Um 16.00 trafen sich die Teilnehmer in der Basilika, wo Fotos und Filme aus den schweren Jahren gezeigt wurden und Texte von den Pfadfindern verlesen wurden. Anschließend brach man zu einem Fackelzug auf. Die erste Station war das Haus Wengler, die frühere Hutfabrik, wo eine Plakette den Einsatz der US-Soldaten würdigt.

Dann ging es durch die „Haalergaass“ zum Kriegsdenkmal an der Sauer. Auch hier wurde ein Blumengebinde niedergelegt.

Die Feier ging mit der amerikanischen und luxemburgischen Nationalhymne zu Ende, die vom Chor der Basilika vorgetragen wurden.
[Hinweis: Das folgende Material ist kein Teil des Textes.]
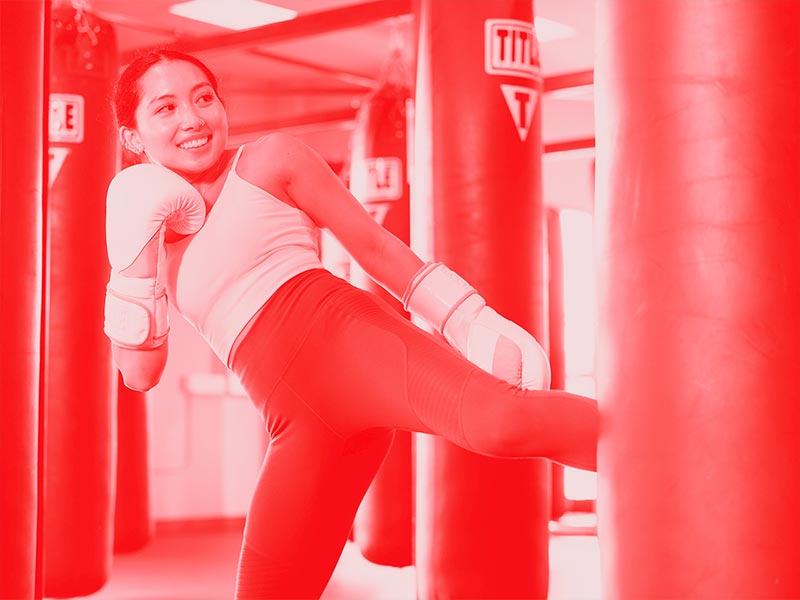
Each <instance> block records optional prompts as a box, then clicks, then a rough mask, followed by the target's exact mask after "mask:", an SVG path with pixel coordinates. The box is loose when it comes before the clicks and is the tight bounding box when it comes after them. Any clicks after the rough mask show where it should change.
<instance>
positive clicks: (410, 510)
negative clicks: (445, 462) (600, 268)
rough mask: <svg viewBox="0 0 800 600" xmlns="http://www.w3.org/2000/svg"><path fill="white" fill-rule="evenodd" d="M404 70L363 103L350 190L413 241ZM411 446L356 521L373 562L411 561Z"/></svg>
mask: <svg viewBox="0 0 800 600" xmlns="http://www.w3.org/2000/svg"><path fill="white" fill-rule="evenodd" d="M406 71H407V68H406V67H405V64H404V62H403V57H402V56H401V55H400V53H399V51H398V52H395V54H394V55H393V57H392V59H391V61H390V63H389V65H388V66H387V69H386V74H385V76H384V77H383V81H382V83H381V86H380V87H379V88H378V89H377V90H376V91H375V92H373V93H372V94H371V95H370V96H369V97H368V98H367V99H366V100H365V102H364V104H363V105H362V107H361V109H360V110H359V114H358V117H357V120H356V129H355V131H354V133H353V140H352V152H351V160H350V189H351V191H352V192H353V195H354V196H355V197H356V198H358V199H359V200H360V201H361V202H362V203H363V204H364V206H365V207H366V208H367V210H368V211H370V213H371V214H372V216H373V217H374V218H375V219H376V220H377V221H378V222H379V223H380V224H381V225H383V227H385V228H386V229H387V230H389V231H390V232H392V233H393V234H394V235H395V236H397V237H398V238H399V239H400V240H402V241H404V242H406V243H408V242H409V185H408V179H407V168H406V165H407V162H408V161H407V156H406V154H407V152H406V148H407V135H406V130H407V127H406V104H407V102H408V101H409V99H410V96H411V92H410V89H409V85H408V81H407V80H408V77H407V75H406ZM350 280H351V282H352V283H353V284H355V285H357V286H359V287H361V288H362V289H365V290H367V291H370V292H372V293H373V294H376V295H378V296H380V297H381V298H383V299H384V300H385V301H386V302H388V303H389V304H391V305H392V306H394V307H395V308H396V309H397V311H398V312H399V313H401V314H405V312H404V311H403V307H402V305H401V304H400V303H399V302H398V301H397V300H395V299H394V298H393V297H392V296H391V295H390V294H389V293H387V292H386V291H384V289H383V288H382V287H381V286H380V285H378V284H376V283H375V282H374V281H373V280H372V279H370V277H369V276H368V275H367V274H366V273H364V271H363V270H361V269H360V268H359V267H358V265H357V264H355V263H354V264H352V265H351V267H350ZM411 451H412V445H411V434H410V433H409V432H407V431H398V432H396V433H395V438H394V442H393V443H392V448H391V450H390V451H389V453H388V455H387V456H386V460H385V461H384V463H383V465H382V466H381V468H380V470H379V471H378V473H377V475H376V476H375V479H374V480H373V482H372V485H371V486H370V487H369V489H368V490H367V494H366V496H365V497H364V500H363V501H362V503H361V506H360V507H359V510H358V514H357V515H356V519H355V522H354V524H353V539H354V541H355V542H356V543H357V544H358V547H359V549H360V550H361V553H362V554H363V555H364V557H365V558H367V559H368V560H370V561H372V562H374V563H378V564H383V565H391V566H395V567H404V566H407V565H410V564H411V563H412V542H413V530H412V523H413V494H412V482H413V473H412V462H411V460H412V458H411Z"/></svg>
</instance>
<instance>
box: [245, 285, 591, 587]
mask: <svg viewBox="0 0 800 600" xmlns="http://www.w3.org/2000/svg"><path fill="white" fill-rule="evenodd" d="M232 369H233V370H234V372H235V373H236V374H237V376H238V377H239V379H240V381H241V383H242V386H243V387H244V389H245V390H246V392H247V394H248V395H249V397H250V399H251V400H252V401H253V403H254V404H255V406H256V408H257V409H258V410H259V412H260V413H261V416H262V418H263V419H264V423H265V425H266V429H267V432H268V434H269V447H268V449H267V453H266V456H265V458H264V464H263V467H262V469H261V473H260V475H259V478H258V482H257V485H256V489H255V491H254V493H253V497H252V500H251V504H250V509H249V511H248V515H247V521H246V525H245V532H244V540H243V543H242V551H241V555H240V559H239V571H238V576H237V586H236V597H237V598H238V599H239V600H245V599H254V598H318V597H319V596H320V595H321V594H322V592H323V590H324V589H325V586H326V585H327V582H328V580H329V578H330V576H331V573H332V572H333V569H334V567H335V566H336V563H337V561H338V559H339V556H340V554H341V551H342V549H343V547H344V544H345V542H346V541H347V538H348V535H349V532H350V528H351V525H352V522H353V519H354V518H355V514H356V510H357V508H358V506H359V504H360V502H361V499H362V498H363V496H364V494H365V492H366V490H367V487H368V486H369V484H370V482H371V481H372V479H373V477H374V475H375V473H376V471H377V470H378V468H379V467H380V465H381V463H382V461H383V459H384V457H385V456H386V453H387V452H388V450H389V448H390V446H391V443H392V440H393V437H394V431H395V430H396V429H401V430H408V431H417V432H423V433H429V434H438V435H441V436H443V437H445V438H446V439H448V440H449V441H451V442H453V443H454V444H457V445H459V446H461V447H463V448H466V449H468V450H470V451H473V452H477V453H480V454H484V455H489V456H496V457H546V458H550V459H552V460H554V461H557V462H560V463H563V464H566V465H571V466H575V467H578V468H583V469H590V470H594V469H595V465H596V444H597V429H598V412H597V404H596V402H595V401H594V400H591V399H588V398H584V397H582V396H576V395H574V394H568V393H566V392H561V391H548V392H541V391H530V390H521V389H519V388H516V387H514V386H511V385H509V384H508V383H506V382H504V381H502V380H500V379H498V378H495V377H493V376H491V375H489V374H487V373H485V372H483V371H481V370H480V369H478V368H477V367H475V366H473V365H472V364H471V363H469V362H468V361H467V360H465V359H464V358H462V357H461V355H460V354H458V353H457V352H456V351H455V350H453V349H451V348H450V347H449V346H448V345H447V344H446V343H444V342H442V341H440V340H439V339H438V338H436V337H434V336H433V335H431V334H429V333H427V332H425V331H423V330H421V329H419V328H418V327H416V326H414V325H413V324H411V323H410V322H409V321H408V320H406V319H404V318H402V317H401V316H400V315H398V314H397V312H396V311H395V310H394V309H393V308H392V307H390V306H389V305H388V304H387V303H386V302H384V301H383V300H381V299H380V298H378V297H377V296H375V295H373V294H370V293H368V292H365V291H363V290H360V289H357V288H355V287H353V286H352V285H350V284H349V283H347V282H345V281H343V280H341V279H339V278H337V277H335V276H334V275H332V274H331V273H329V272H328V271H325V270H322V269H315V270H311V271H306V272H304V273H301V274H300V275H297V276H295V277H294V278H292V279H291V280H290V281H288V282H287V283H285V284H284V285H283V286H282V287H281V288H280V289H279V290H278V291H277V292H276V293H275V294H274V295H273V296H272V297H271V298H270V300H269V301H268V302H267V303H266V304H265V306H264V307H263V308H262V309H261V311H260V313H259V315H258V316H257V317H256V318H255V320H254V322H253V325H252V326H251V328H250V330H249V331H248V332H247V334H245V336H244V338H243V339H242V340H241V342H240V344H239V347H238V349H237V351H236V353H235V354H234V358H233V361H232Z"/></svg>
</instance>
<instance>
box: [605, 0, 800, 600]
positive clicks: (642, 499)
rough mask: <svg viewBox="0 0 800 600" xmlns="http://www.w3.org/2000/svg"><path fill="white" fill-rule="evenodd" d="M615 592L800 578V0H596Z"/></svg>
mask: <svg viewBox="0 0 800 600" xmlns="http://www.w3.org/2000/svg"><path fill="white" fill-rule="evenodd" d="M597 8H598V11H597V20H598V34H597V36H596V37H597V40H602V43H600V44H598V46H597V67H596V72H595V87H596V102H597V104H596V115H597V202H596V209H595V210H596V216H595V224H596V235H595V239H596V246H597V248H596V249H597V260H598V275H599V276H598V284H599V288H598V289H599V292H600V293H599V315H600V318H599V320H598V321H599V335H598V365H597V384H598V397H599V401H600V406H601V410H602V411H603V413H604V426H603V435H602V436H601V440H600V444H599V447H598V474H599V477H598V484H599V488H598V531H599V540H600V551H601V560H602V563H603V586H604V597H606V598H615V599H619V600H625V599H639V598H693V599H695V598H715V599H716V598H728V599H734V598H800V568H798V565H800V549H798V543H797V540H798V539H800V519H799V518H798V516H797V512H798V498H800V469H798V457H800V401H799V400H798V398H800V393H799V392H798V389H797V388H798V382H797V373H798V359H797V354H798V352H797V346H798V339H800V310H799V309H798V307H800V203H798V198H800V170H798V168H797V165H798V164H800V136H798V131H800V111H798V108H797V102H798V100H797V92H798V90H799V89H800V36H798V32H800V3H799V2H797V1H796V0H781V1H778V0H761V1H759V2H753V1H752V0H728V1H725V2H696V1H695V0H649V1H648V2H646V3H642V2H641V1H640V0H609V1H603V2H598V3H597Z"/></svg>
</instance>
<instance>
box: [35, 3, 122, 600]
mask: <svg viewBox="0 0 800 600" xmlns="http://www.w3.org/2000/svg"><path fill="white" fill-rule="evenodd" d="M51 27H52V61H53V62H52V77H51V84H50V86H51V87H50V91H51V95H50V142H51V145H50V154H51V163H50V164H51V172H50V180H51V189H50V198H49V206H48V211H49V229H48V242H49V252H48V255H49V265H48V280H47V299H48V305H47V314H48V318H47V324H46V327H47V348H46V352H45V365H44V367H45V376H46V383H45V386H46V387H45V397H46V404H47V478H46V507H45V536H44V554H45V595H47V596H51V597H62V598H63V597H71V596H82V595H87V594H90V593H92V592H94V591H96V590H97V589H99V588H100V587H101V586H102V585H103V584H104V583H105V581H106V580H107V578H108V574H109V570H110V567H111V558H112V543H113V519H114V516H113V509H114V477H115V473H114V460H115V451H116V448H115V427H114V415H115V400H114V389H115V381H114V379H113V377H114V375H113V373H114V372H113V371H112V367H111V354H110V346H109V343H108V340H107V339H106V338H105V336H104V334H103V298H104V289H105V284H106V281H107V279H108V268H109V267H108V263H107V259H106V252H105V191H106V188H107V187H108V183H109V181H110V180H111V178H112V177H113V175H114V172H115V168H116V163H117V145H116V134H115V131H114V126H113V122H112V119H111V114H110V109H109V107H108V104H107V98H108V97H109V92H110V86H111V83H112V82H113V80H114V78H115V76H116V70H117V63H116V44H115V40H114V34H113V31H112V29H111V27H110V26H109V25H108V24H107V23H105V22H103V21H101V20H99V19H97V18H95V17H94V16H92V15H91V14H89V13H87V12H85V11H83V10H76V9H75V8H73V7H72V5H71V3H69V2H57V3H56V4H55V5H54V6H53V10H52V23H51Z"/></svg>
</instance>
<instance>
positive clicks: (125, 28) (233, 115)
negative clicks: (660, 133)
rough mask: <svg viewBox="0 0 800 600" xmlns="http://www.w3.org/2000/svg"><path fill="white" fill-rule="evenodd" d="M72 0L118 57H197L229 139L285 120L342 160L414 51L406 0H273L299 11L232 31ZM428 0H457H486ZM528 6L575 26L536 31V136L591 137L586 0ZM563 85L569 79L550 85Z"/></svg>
mask: <svg viewBox="0 0 800 600" xmlns="http://www.w3.org/2000/svg"><path fill="white" fill-rule="evenodd" d="M73 1H74V0H73ZM80 1H82V2H84V3H88V6H89V8H90V9H91V12H93V13H94V14H96V15H97V16H99V17H101V18H103V19H105V20H107V21H110V22H112V23H113V24H114V26H115V31H116V35H117V42H118V48H119V51H120V53H121V56H122V59H123V62H125V61H127V60H129V59H130V57H131V56H132V55H133V54H134V53H135V52H136V51H137V50H140V49H143V48H147V47H150V46H172V47H176V48H178V49H182V50H185V51H189V52H192V53H193V54H196V55H197V56H198V57H200V58H201V59H202V60H204V61H205V62H206V63H207V64H208V65H209V66H210V67H211V68H212V70H214V71H215V73H216V74H217V75H218V77H219V79H220V88H221V91H222V94H223V96H224V98H225V101H226V105H227V107H228V112H229V117H230V125H231V142H232V143H234V144H235V143H243V142H245V141H248V140H249V139H253V138H255V137H257V136H258V135H259V134H261V133H263V132H264V131H267V130H275V129H284V130H291V131H293V132H294V133H295V134H297V135H300V136H303V137H304V138H305V140H306V141H307V143H310V144H312V145H314V146H315V147H316V148H317V149H318V150H319V151H320V152H322V153H323V155H326V158H328V159H329V160H330V161H331V162H338V161H341V160H343V156H342V154H343V153H345V152H346V151H347V141H346V140H347V138H348V137H349V133H350V131H351V130H352V128H353V118H354V115H355V112H356V109H357V108H358V106H359V103H360V102H361V101H362V100H363V98H364V97H365V96H366V94H368V93H369V92H370V91H371V90H372V89H373V88H374V87H376V86H377V85H378V84H379V81H380V78H381V74H382V72H383V71H384V69H385V67H386V65H387V62H388V61H389V58H390V56H392V54H393V51H395V50H397V51H399V52H400V53H401V55H402V56H403V57H404V59H405V60H406V61H407V62H408V63H409V64H410V63H411V60H412V57H413V53H414V51H415V48H414V44H413V41H412V40H413V27H414V24H413V20H412V18H411V15H410V14H409V13H410V7H411V0H369V1H367V0H360V1H359V0H274V3H276V4H280V5H281V6H284V7H287V8H291V9H294V10H296V11H297V12H298V13H299V14H298V17H297V18H296V19H294V20H292V21H286V22H283V23H276V24H273V25H267V26H263V27H259V28H255V29H249V30H243V31H238V32H236V31H233V30H230V29H225V28H223V27H218V26H214V25H209V24H206V23H201V22H199V21H194V20H191V19H187V18H185V17H180V16H177V15H174V14H171V13H170V12H169V10H168V9H169V7H170V5H172V4H173V3H174V2H175V1H177V0H136V1H131V0H88V2H87V0H80ZM226 1H227V0H219V2H226ZM435 1H441V2H452V3H453V6H454V8H455V7H458V9H463V7H465V6H468V5H469V3H470V2H482V1H487V0H435ZM534 10H535V14H536V16H537V17H545V18H547V19H550V20H553V21H556V22H558V23H561V24H563V25H567V26H569V27H571V28H572V29H574V30H575V35H574V36H572V37H569V38H565V39H558V40H553V41H540V46H541V63H542V70H543V74H544V76H545V90H546V91H547V93H546V94H545V97H544V100H543V139H544V142H545V144H550V145H551V146H554V147H557V146H558V144H561V143H564V142H566V143H567V144H569V143H572V142H574V141H575V140H587V139H590V138H592V136H593V115H592V113H593V108H592V93H591V91H592V90H591V85H590V84H591V70H592V66H593V65H592V62H593V43H594V42H593V30H594V0H535V3H534ZM575 74H577V75H575ZM573 75H574V76H573ZM587 83H588V84H589V85H586V84H587ZM581 84H583V85H581ZM563 86H569V88H568V89H557V90H554V89H553V88H561V87H563ZM575 86H577V87H575ZM548 90H550V91H548Z"/></svg>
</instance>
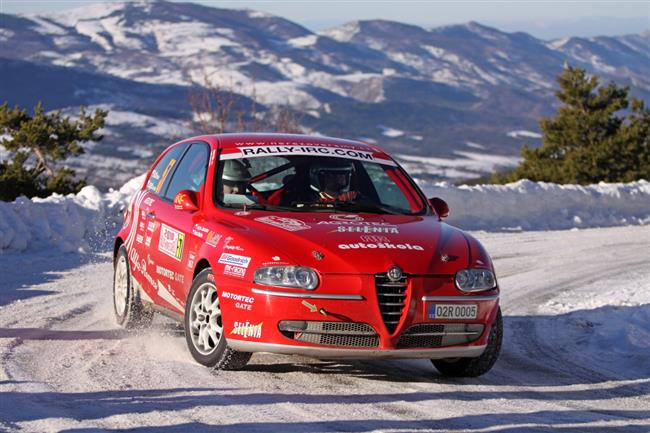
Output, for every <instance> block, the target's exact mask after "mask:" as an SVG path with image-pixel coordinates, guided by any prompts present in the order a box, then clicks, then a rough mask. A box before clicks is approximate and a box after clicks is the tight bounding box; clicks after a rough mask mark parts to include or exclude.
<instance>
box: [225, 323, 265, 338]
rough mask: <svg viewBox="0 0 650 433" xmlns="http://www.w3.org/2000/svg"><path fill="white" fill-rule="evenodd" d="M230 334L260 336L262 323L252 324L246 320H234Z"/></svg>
mask: <svg viewBox="0 0 650 433" xmlns="http://www.w3.org/2000/svg"><path fill="white" fill-rule="evenodd" d="M230 335H239V336H241V337H244V338H249V337H252V338H262V323H258V324H257V325H253V324H252V323H250V322H249V321H248V320H247V321H246V322H235V323H234V325H233V328H232V331H230Z"/></svg>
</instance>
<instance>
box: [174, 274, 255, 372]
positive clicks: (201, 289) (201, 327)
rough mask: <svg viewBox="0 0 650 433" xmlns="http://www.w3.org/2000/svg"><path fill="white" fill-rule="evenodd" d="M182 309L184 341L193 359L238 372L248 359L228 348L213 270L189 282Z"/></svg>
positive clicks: (218, 367)
mask: <svg viewBox="0 0 650 433" xmlns="http://www.w3.org/2000/svg"><path fill="white" fill-rule="evenodd" d="M187 299H188V302H187V304H186V306H185V340H186V341H187V346H188V348H189V349H190V353H191V354H192V357H194V359H195V360H196V361H197V362H198V363H199V364H203V365H205V366H206V367H211V368H215V369H218V370H239V369H241V368H243V367H244V366H245V365H246V363H247V362H248V360H249V359H250V357H251V354H250V353H247V352H237V351H235V350H233V349H231V348H230V347H229V346H228V342H227V341H226V338H225V336H224V334H223V318H222V316H221V306H220V304H219V293H218V292H217V287H216V285H215V284H214V279H213V278H212V270H211V269H204V270H203V271H201V273H199V275H197V276H196V278H195V279H194V281H193V282H192V288H191V289H190V293H189V295H188V297H187Z"/></svg>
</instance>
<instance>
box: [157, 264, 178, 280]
mask: <svg viewBox="0 0 650 433" xmlns="http://www.w3.org/2000/svg"><path fill="white" fill-rule="evenodd" d="M156 273H157V274H158V275H160V276H161V277H165V278H168V279H170V280H172V281H176V282H179V283H183V282H184V281H185V276H184V275H183V274H179V273H178V272H174V271H172V270H170V269H167V268H165V267H163V266H160V265H156Z"/></svg>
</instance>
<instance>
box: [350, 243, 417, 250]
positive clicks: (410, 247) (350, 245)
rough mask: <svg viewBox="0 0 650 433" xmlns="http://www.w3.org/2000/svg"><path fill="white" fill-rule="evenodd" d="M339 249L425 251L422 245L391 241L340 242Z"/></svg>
mask: <svg viewBox="0 0 650 433" xmlns="http://www.w3.org/2000/svg"><path fill="white" fill-rule="evenodd" d="M339 249H341V250H359V249H361V250H373V249H380V250H415V251H424V248H423V247H422V246H421V245H411V244H393V243H390V242H382V243H377V244H375V243H361V242H359V243H355V244H339Z"/></svg>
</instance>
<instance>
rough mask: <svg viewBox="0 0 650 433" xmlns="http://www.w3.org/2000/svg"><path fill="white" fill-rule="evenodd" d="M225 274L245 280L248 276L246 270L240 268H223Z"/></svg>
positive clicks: (223, 270)
mask: <svg viewBox="0 0 650 433" xmlns="http://www.w3.org/2000/svg"><path fill="white" fill-rule="evenodd" d="M223 273H224V274H226V275H232V276H233V277H239V278H244V276H245V275H246V268H242V267H239V266H233V265H226V266H224V267H223Z"/></svg>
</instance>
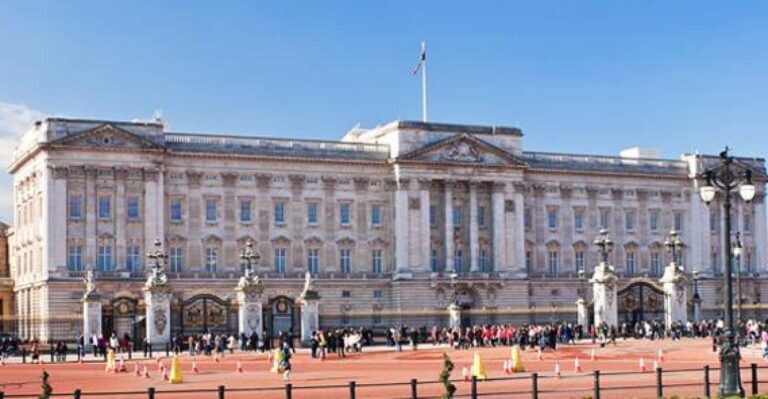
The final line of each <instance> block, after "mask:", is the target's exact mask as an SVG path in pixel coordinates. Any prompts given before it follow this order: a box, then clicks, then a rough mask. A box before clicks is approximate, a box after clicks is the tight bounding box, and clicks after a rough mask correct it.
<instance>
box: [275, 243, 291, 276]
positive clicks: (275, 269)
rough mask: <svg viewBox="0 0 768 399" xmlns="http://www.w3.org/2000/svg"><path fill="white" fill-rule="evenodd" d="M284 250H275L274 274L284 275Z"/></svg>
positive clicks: (285, 253)
mask: <svg viewBox="0 0 768 399" xmlns="http://www.w3.org/2000/svg"><path fill="white" fill-rule="evenodd" d="M287 252H288V250H287V249H286V248H275V272H277V273H285V261H286V259H285V257H286V253H287Z"/></svg>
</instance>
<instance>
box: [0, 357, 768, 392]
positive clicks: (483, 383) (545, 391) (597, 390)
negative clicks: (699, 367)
mask: <svg viewBox="0 0 768 399" xmlns="http://www.w3.org/2000/svg"><path fill="white" fill-rule="evenodd" d="M717 370H719V368H711V367H710V366H708V365H706V366H704V367H703V368H701V369H682V370H672V371H665V370H663V369H662V368H657V369H656V370H655V371H654V373H655V384H649V385H639V384H638V385H632V386H627V385H626V384H622V385H621V386H613V387H608V386H604V385H601V377H603V378H605V377H621V376H637V375H646V376H651V375H653V374H652V373H647V372H645V373H643V372H641V373H638V372H614V373H601V372H600V370H595V371H594V372H593V373H592V374H580V375H572V376H567V377H566V376H563V377H562V379H574V380H575V379H586V378H592V381H593V384H592V388H591V389H590V388H588V385H587V388H586V389H578V390H581V391H585V392H591V393H592V394H593V397H594V399H600V397H601V394H603V393H605V392H607V391H612V390H628V389H653V388H655V390H656V397H659V398H663V397H664V393H665V392H666V393H667V394H675V392H674V391H675V388H680V387H696V386H700V385H703V388H704V397H705V398H711V397H712V396H711V385H712V382H711V381H710V371H717ZM740 370H747V371H748V372H749V377H750V378H749V379H748V380H746V381H744V386H745V391H746V392H750V393H751V394H752V395H757V394H758V393H759V388H760V384H761V383H762V384H768V380H763V381H761V380H759V378H758V370H768V367H758V365H757V364H756V363H752V364H750V365H749V366H748V367H741V368H740ZM692 372H702V380H700V381H695V382H677V383H675V382H674V378H669V377H674V375H675V374H681V373H692ZM665 377H668V379H666V380H665ZM552 378H560V377H552V376H547V377H542V376H541V375H539V374H538V373H535V372H534V373H531V374H530V375H528V376H526V375H520V376H512V377H499V378H488V379H485V380H479V379H478V378H477V377H472V378H471V379H470V381H469V394H468V395H456V397H458V396H463V397H469V398H471V399H477V398H478V397H481V396H488V395H510V396H511V395H530V397H532V398H533V399H538V398H539V395H540V394H543V393H547V394H552V393H566V392H573V391H574V389H573V388H572V387H571V388H567V389H549V390H542V389H541V387H540V381H541V380H542V379H552ZM524 380H528V381H530V390H518V391H492V392H489V391H483V389H482V388H483V384H486V383H490V382H500V381H501V382H504V381H524ZM664 381H667V383H666V384H665V383H664ZM451 382H455V383H459V382H461V380H452V381H451ZM429 384H438V381H436V380H435V381H418V380H416V379H411V380H410V381H408V382H391V383H361V384H358V383H357V382H356V381H350V382H349V383H348V384H332V385H306V386H299V387H297V386H294V385H293V384H291V383H286V384H285V385H284V386H275V387H257V388H256V387H254V388H230V389H227V388H226V387H225V386H224V385H219V386H218V387H216V388H208V389H177V390H164V391H158V390H156V389H155V388H154V387H149V388H147V390H146V391H123V392H105V391H98V392H86V391H83V390H82V389H75V390H74V392H73V393H72V394H62V393H56V394H53V395H52V396H51V397H60V398H67V397H73V398H75V399H80V398H81V397H82V396H116V397H124V396H127V395H134V396H135V395H146V397H147V398H148V399H154V398H155V396H157V395H162V394H192V393H198V394H200V393H215V394H216V397H217V398H218V399H226V393H227V392H232V393H237V392H251V393H256V392H260V393H267V392H271V393H279V392H281V391H282V392H283V394H284V395H285V398H286V399H292V395H293V391H294V390H297V389H300V390H302V391H310V392H311V391H320V390H327V389H335V390H344V389H346V390H347V391H348V396H347V397H348V398H349V399H357V396H358V390H359V389H361V388H377V387H379V388H380V387H403V389H404V391H410V396H407V398H410V399H418V398H419V396H418V387H419V385H429ZM36 397H37V394H5V393H4V392H3V391H0V399H6V398H8V399H11V398H36ZM338 397H339V398H341V397H342V396H341V395H339V396H338ZM422 398H424V396H422Z"/></svg>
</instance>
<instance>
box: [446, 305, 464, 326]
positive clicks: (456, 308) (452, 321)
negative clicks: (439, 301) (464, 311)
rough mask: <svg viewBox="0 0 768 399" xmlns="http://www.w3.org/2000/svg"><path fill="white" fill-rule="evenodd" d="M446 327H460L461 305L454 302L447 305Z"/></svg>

An der Erinnerungsveranstaltung beteiligten sich neben dem Schöffenrat um Bürgermeister Yves Wengler sowie mehreren Gemeinderäten auch der US-Botschafter in Luxemburg, J. Randolph Evans, sowie Umweltministerin Carole Dieschbourg und eine Menge Echternacher Bürger und Vereinigungen aus der Abteistadt, allen voran die Pfadfinder und die Feuerwehr.

Auf dem Marktplatz gab es vor dem Erinnerungsmarsch eine Ausstellung historischer Fahrzeuge zu bestaunen.